Thursday, September 16, 2010

Memorial of Saints Cornelius, pope, and Cyprian, bishop and martyr

(I Corinthians 15:1-11; Luke 7:36-50)

Albert Camus, the twentieth century French existentialist, wrote in The Myth of Sisyphus that suicide is the most important philosophical question. First and foremost, he opined, one should decide whether life is worth living before bothering to think about any other thing. In a similar vein, it might be said that the most important religious question for us Christians is whether Jesus rose from the dead. We might suspend every other article of faith until we address that issue.

In the first reading today Paul faces the question head-on. He tells us not just that Christian witnesses have testified to Jesus’ resurrection since it presumably happened, but also that he personally, and quite unlikely, saw the risen Christ. He admits that the vision was a special grace and that it completely turned around his life.

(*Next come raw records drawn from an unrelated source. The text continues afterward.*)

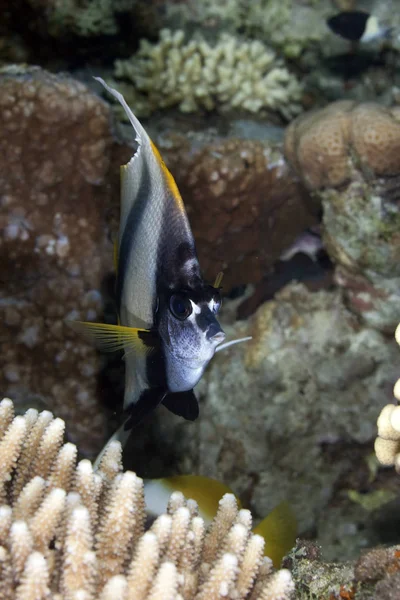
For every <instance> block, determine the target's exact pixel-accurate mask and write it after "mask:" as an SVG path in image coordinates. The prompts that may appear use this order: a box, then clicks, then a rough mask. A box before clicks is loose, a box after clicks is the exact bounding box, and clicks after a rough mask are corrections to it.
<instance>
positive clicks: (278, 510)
mask: <svg viewBox="0 0 400 600" xmlns="http://www.w3.org/2000/svg"><path fill="white" fill-rule="evenodd" d="M253 533H257V534H258V535H261V536H262V537H263V538H264V539H265V548H264V554H265V556H269V558H270V559H271V560H272V562H273V563H274V567H275V568H279V567H280V564H281V562H282V558H283V557H284V556H285V555H286V554H287V553H288V552H289V550H290V549H291V548H293V546H294V545H295V543H296V537H297V521H296V516H295V514H294V512H293V509H292V507H291V506H290V504H289V503H288V502H281V503H280V504H278V506H276V507H275V508H274V509H273V510H272V511H271V512H270V513H269V515H268V516H267V517H265V519H264V520H263V521H261V523H259V524H258V525H257V527H255V528H254V529H253Z"/></svg>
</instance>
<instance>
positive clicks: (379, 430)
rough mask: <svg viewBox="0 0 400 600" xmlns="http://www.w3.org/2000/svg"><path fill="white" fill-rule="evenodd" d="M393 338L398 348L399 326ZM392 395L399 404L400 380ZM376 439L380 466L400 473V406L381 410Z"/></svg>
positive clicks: (377, 423) (398, 338)
mask: <svg viewBox="0 0 400 600" xmlns="http://www.w3.org/2000/svg"><path fill="white" fill-rule="evenodd" d="M395 338H396V341H397V343H398V344H399V346H400V324H399V325H398V326H397V329H396V333H395ZM393 395H394V397H395V398H396V400H398V402H400V379H398V380H397V382H396V383H395V385H394V389H393ZM377 425H378V437H377V438H376V440H375V454H376V456H377V459H378V460H379V462H380V463H381V464H382V465H385V466H392V465H394V466H395V469H396V471H397V472H398V473H400V406H399V405H398V406H395V405H394V404H387V405H386V406H384V407H383V409H382V410H381V412H380V414H379V417H378V421H377Z"/></svg>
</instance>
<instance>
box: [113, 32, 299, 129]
mask: <svg viewBox="0 0 400 600" xmlns="http://www.w3.org/2000/svg"><path fill="white" fill-rule="evenodd" d="M115 77H116V78H117V79H123V80H124V81H129V82H130V86H126V85H125V86H123V87H122V86H119V87H120V88H121V91H122V92H123V93H124V95H125V97H126V98H127V101H128V103H129V104H130V105H131V106H133V107H134V108H135V112H136V113H137V114H138V115H146V114H150V113H151V112H153V111H154V110H157V109H159V108H166V107H169V106H178V107H179V110H181V111H182V112H189V113H190V112H196V111H199V110H206V111H211V110H219V111H226V110H232V109H244V110H247V111H250V112H253V113H257V112H260V111H265V110H267V111H270V112H275V113H278V114H280V115H281V116H283V117H284V118H285V119H290V118H291V117H293V115H296V114H298V113H299V112H300V111H301V105H300V100H301V93H302V88H301V85H300V84H299V82H298V81H297V79H296V78H295V76H294V75H292V74H290V73H289V71H288V70H287V69H286V67H285V65H284V63H283V62H282V61H280V60H279V59H278V58H277V56H276V54H275V52H274V51H273V50H271V49H270V48H268V47H267V46H265V45H264V44H262V43H261V42H259V41H250V42H245V41H240V40H239V39H238V38H237V37H235V36H232V35H229V34H227V33H224V34H221V35H220V37H219V38H218V41H217V43H216V44H215V45H210V44H209V43H208V42H206V41H205V40H204V39H202V38H198V39H197V40H196V39H192V40H191V41H190V42H186V43H185V34H184V33H183V31H175V32H172V31H171V30H169V29H164V30H162V31H161V33H160V41H159V42H158V44H156V45H154V44H150V43H149V42H147V41H146V40H141V42H140V47H139V50H138V52H137V53H136V54H134V55H133V56H132V57H131V58H130V59H128V60H117V61H116V62H115ZM117 87H118V84H117Z"/></svg>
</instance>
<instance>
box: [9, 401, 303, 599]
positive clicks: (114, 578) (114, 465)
mask: <svg viewBox="0 0 400 600" xmlns="http://www.w3.org/2000/svg"><path fill="white" fill-rule="evenodd" d="M64 427H65V424H64V421H62V419H55V418H53V415H52V414H51V413H50V412H48V411H44V412H42V413H40V414H39V413H38V412H37V411H36V410H34V409H29V410H28V411H27V412H26V413H25V415H23V416H16V417H14V407H13V403H12V402H11V400H8V399H5V400H3V401H2V402H1V403H0V457H1V461H0V498H1V503H2V506H0V598H7V599H8V600H13V599H15V600H45V599H49V598H50V597H51V598H52V599H53V600H91V599H94V598H99V599H100V600H110V599H113V600H117V599H118V600H140V599H143V600H144V599H146V598H147V599H149V600H190V599H196V600H206V599H207V600H212V599H214V598H215V599H217V598H227V599H232V600H240V599H245V598H247V599H249V600H257V599H258V600H288V599H289V598H290V597H291V594H292V592H293V588H294V584H293V581H292V578H291V575H290V572H289V571H288V570H286V569H282V570H279V571H275V572H274V571H273V568H272V565H271V561H270V560H269V559H268V558H263V549H264V541H263V538H261V537H260V536H258V535H253V534H252V533H251V520H252V518H251V514H250V512H249V511H247V510H238V507H237V503H236V500H235V498H234V496H233V495H231V494H226V495H225V496H224V497H223V498H222V499H221V501H220V506H219V509H218V512H217V514H216V516H215V518H214V521H213V522H212V523H211V525H210V527H209V528H208V529H206V527H205V523H204V521H203V519H202V518H200V517H199V516H198V514H197V505H196V503H195V502H194V501H192V500H185V498H184V497H183V496H182V495H181V494H180V493H177V492H175V493H173V494H172V495H171V498H170V502H169V507H168V514H163V515H161V516H160V517H158V518H157V519H156V520H155V521H154V523H153V524H152V526H151V527H150V529H148V530H147V531H145V503H144V495H143V481H142V479H140V478H139V477H137V476H136V475H135V473H133V472H130V471H127V472H125V473H123V472H122V467H121V446H120V444H119V443H118V442H115V443H113V444H110V446H109V448H108V450H107V452H106V453H105V455H104V457H103V459H102V462H101V464H100V466H99V469H98V470H97V471H96V472H94V470H93V466H92V464H91V463H90V462H89V461H88V460H86V459H84V460H81V461H80V462H79V463H78V464H76V459H77V448H76V446H74V445H73V444H70V443H66V444H63V433H64Z"/></svg>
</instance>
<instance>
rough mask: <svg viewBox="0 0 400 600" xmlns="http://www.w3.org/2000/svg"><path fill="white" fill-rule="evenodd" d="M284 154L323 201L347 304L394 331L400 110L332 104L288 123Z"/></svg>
mask: <svg viewBox="0 0 400 600" xmlns="http://www.w3.org/2000/svg"><path fill="white" fill-rule="evenodd" d="M285 154H286V157H287V159H288V160H289V162H290V163H291V165H292V167H293V168H294V170H295V171H296V173H297V174H298V175H299V176H300V178H301V179H302V181H303V183H304V184H305V185H306V186H307V187H308V189H309V190H310V191H311V193H313V194H314V196H316V197H318V198H319V199H320V200H321V202H322V206H323V237H324V241H325V245H326V247H327V250H328V252H329V254H330V255H331V257H332V258H333V259H334V260H335V262H336V263H337V264H338V268H337V270H336V280H337V283H338V284H339V285H341V286H342V287H343V288H344V289H345V294H346V298H347V301H348V303H349V306H350V307H351V308H352V309H353V310H354V311H355V312H357V313H358V314H359V315H361V316H362V317H363V318H364V319H365V320H366V321H367V322H368V324H370V325H372V326H374V327H377V328H379V329H382V330H384V331H385V332H387V333H389V332H391V331H393V329H394V327H395V326H396V324H397V323H398V321H399V319H400V297H399V289H400V243H399V228H400V204H399V199H400V109H399V108H398V107H394V108H391V109H390V108H386V107H384V106H380V105H378V104H373V103H361V104H359V103H356V102H353V101H340V102H334V103H332V104H330V105H329V106H327V107H326V108H324V109H322V110H319V111H315V112H311V113H309V114H306V115H302V116H301V117H299V118H298V119H296V120H295V121H294V122H293V123H291V124H290V125H289V127H288V128H287V130H286V135H285Z"/></svg>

Reading the letters of St. Paul, we feel like he is a contemporary. There is no stiltedness to his words or lack of sensibility in what he says. Rather, he writes as honestly and passionately as Rachel Carson in The Silent Spring or John Steinbeck in Travels with Charlie. The witness of these letters, confirmed by Paul’s enduring multiple hardships to proclaim it to others, reassures us that Jesus’ resurrection from the dead is no fiction. He rose to give us, like he gave Paul, the grace to conquer sin in our lives and to survive the death that is to come.